Purging a large set of data from Clarify

One of my customers actually had 2 reasons to purge information from Clarify.

The first instance was when they sold off a product line and as a result they actually needed to purge all customers, cases, cr's, etc that was solely linked to the divested product.  We actaully handled this with the baseline purge/archive features of dataex.  We only had to write a few scripts to set the arch_ind flag and modify the *.arc files for some exentions we had added to the schema.  Overall it went well.  We had a dataset of about 50000 cases + cr's and we managed to purge about 2500/night.  We also were able to keep the system online while this was running.  So in a short while we had it done.

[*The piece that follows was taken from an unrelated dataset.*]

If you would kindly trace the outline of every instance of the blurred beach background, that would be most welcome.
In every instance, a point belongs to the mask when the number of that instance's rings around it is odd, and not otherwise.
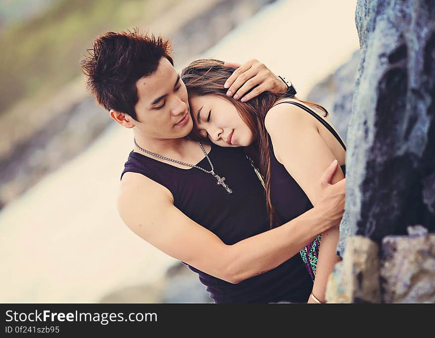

In the second instance, we had much, Much, MUCH more data to deal with.  i'm talking about ~17 million sites + ~17 million contacts + ~10 million opportunites + all the related activity logs, notes, etc.  No way was this going to be handled using dataex purge/archive.  We looked at some of the commercial solutions, but all of them were priced around $50k.  This is was a one off deal, so we figured we could get it done more cheaply using consulting $'s.  Our first design was to write a series of pl/sql scripts to mark the records in the objects to be purged.  Then either run a series of parallel deletes on the individual objects or run a delete for each business object (and it's related objects) as a transaction.  After some discussion we opted for the transaction delete approach.  After some testing, we concluded (my memory is a bit fuzzy here) we could probably get 100k records deleted per hour and it would require the system to be offline during the purge.  That left us with a couple of all weekend outage windows.  Unacceptable.  We then hundled around the room again and the Oracle DBA's came up with a solution (see sometimes they actually do earn their keep!).  We would flag the records as originally designed, but then they would partition the tables based on our flags.  Once the tables had been partitioned, they would then drop the partitions.  This worked flawlessly.  We were able to keep the application online and do all the work in the background with minimal impact to the users.  As a bonus, even though this need was a one-time purge, we can use these scripts in the future for further purges, or in some cases, we have used them to migrate data to other applications.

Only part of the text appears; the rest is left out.